Mahindra & Mahindra, Honda Cars India and Audi India stood up to the slowdown blues, posting impressive growth in their sales numbers.

Mahindra & Mahindra (M&M), continuing its spectacular run, clocked a 32.9% growth in its UV sales in domestic market at 26,555 units during January 2013.

Honda Cars India Ltd (HCIL), picking up steam of late, witnessed a mammoth 206.8% rise in its domestic sales at 5,451 units.
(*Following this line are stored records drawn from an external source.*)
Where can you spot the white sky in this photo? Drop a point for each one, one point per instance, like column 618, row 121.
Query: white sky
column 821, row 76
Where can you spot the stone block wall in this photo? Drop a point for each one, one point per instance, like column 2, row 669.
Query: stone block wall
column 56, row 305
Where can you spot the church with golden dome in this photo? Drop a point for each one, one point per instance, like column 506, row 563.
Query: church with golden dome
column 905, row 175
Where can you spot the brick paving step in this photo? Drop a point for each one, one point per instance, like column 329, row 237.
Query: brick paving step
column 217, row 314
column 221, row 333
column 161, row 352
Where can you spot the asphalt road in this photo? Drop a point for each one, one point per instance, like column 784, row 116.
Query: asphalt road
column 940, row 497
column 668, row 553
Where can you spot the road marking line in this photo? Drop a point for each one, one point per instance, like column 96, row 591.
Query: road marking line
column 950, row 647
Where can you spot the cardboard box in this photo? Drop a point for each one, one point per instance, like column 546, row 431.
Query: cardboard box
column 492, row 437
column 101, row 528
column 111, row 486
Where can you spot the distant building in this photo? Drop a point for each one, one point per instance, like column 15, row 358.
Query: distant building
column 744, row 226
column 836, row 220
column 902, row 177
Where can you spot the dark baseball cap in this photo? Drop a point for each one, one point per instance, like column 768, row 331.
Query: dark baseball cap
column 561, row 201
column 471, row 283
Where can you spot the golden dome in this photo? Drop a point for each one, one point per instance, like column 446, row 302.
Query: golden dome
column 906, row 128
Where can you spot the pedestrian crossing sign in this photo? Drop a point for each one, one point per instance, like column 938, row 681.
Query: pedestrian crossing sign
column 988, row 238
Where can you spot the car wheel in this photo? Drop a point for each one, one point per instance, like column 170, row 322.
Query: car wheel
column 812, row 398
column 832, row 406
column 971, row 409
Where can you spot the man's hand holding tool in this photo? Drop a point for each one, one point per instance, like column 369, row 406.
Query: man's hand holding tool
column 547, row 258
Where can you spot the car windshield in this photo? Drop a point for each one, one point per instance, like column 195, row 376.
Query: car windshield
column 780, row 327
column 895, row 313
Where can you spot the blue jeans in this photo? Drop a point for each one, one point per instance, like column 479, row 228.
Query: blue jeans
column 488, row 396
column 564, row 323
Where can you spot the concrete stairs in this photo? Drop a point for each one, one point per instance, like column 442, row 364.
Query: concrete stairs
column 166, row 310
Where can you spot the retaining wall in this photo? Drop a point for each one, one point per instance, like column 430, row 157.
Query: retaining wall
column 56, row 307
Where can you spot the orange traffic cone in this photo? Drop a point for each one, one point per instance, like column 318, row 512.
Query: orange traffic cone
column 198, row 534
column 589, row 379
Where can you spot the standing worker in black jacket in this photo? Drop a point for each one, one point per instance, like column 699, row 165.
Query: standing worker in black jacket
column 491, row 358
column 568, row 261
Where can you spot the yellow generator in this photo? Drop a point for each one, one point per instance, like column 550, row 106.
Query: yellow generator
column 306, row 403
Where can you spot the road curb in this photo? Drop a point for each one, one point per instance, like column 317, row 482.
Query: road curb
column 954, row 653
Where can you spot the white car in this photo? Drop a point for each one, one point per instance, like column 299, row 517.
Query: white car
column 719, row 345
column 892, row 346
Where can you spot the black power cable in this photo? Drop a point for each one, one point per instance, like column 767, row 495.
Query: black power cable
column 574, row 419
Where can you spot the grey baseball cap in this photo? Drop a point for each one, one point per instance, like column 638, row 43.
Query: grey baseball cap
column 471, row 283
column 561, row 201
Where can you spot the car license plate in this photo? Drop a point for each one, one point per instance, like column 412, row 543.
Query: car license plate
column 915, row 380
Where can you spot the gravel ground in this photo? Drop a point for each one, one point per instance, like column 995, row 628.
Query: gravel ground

Model wise break-up of HCIL’s sales during January 2013  was: Brio – 2,336 units; Jazz – 61 units; City – 2,898 units; Civic -53 units; Accord – 73 units; and CR-V – 30 units.

Audi, the German luxury car manufacturer, made a strong start to the year 2013 grossing sales of 737 cars in January 2013. The luxury carmaker recorded a 10.5 per cent growth year-on-year (January 2012: 667 cars). 

While two-wheelers stayed on growth path, the demand sluggishness is starting to set in. 

Hero MotoCorp Ltd clocked an 8.4% uptick in its domestic sales of two-wheelers, which aggregated 547,841 units in January 2013 as against 505,349 units in January last year.

Honda Motorcycle & Scooter India (HMSI) stole the limelight yet again with a healthy 22.3% surge in two-wheeler sales in domestic market at 216,725 units.

Suzuki Motorcycle India and India Yamaha, too, held steady with y-o-y growth of 15.5% and 13.3%, respectively in Indian market, on a small base, though.

While domestic two-wheeler sales of Bajaj Auto slipped 3.1% y-o-y to 196,023 units, the exports tally of 105,338 two-wheelers led the company to record a 2.4% uptick in its total two-wheeler sales during January 2013.

TVS Motor’s sales of two-wheelers in Indian market at 154,107 units were flat, inching up by just 0.7%.

The market scenario at the moment looks subdued with SIAM revising its forecast of vehicle sales in the current fiscal downwards time and again. The silver lining is that headline inflation measured by WPI is moderating. WPI climbed down to 6.62% in January 2013 from 7.18% in December 2012, raising hopes of further rate cut by RBI sooner than earlier expected.

The industry is looking forward to the Union Budget for policy intervention to lift the sentiment and auto market.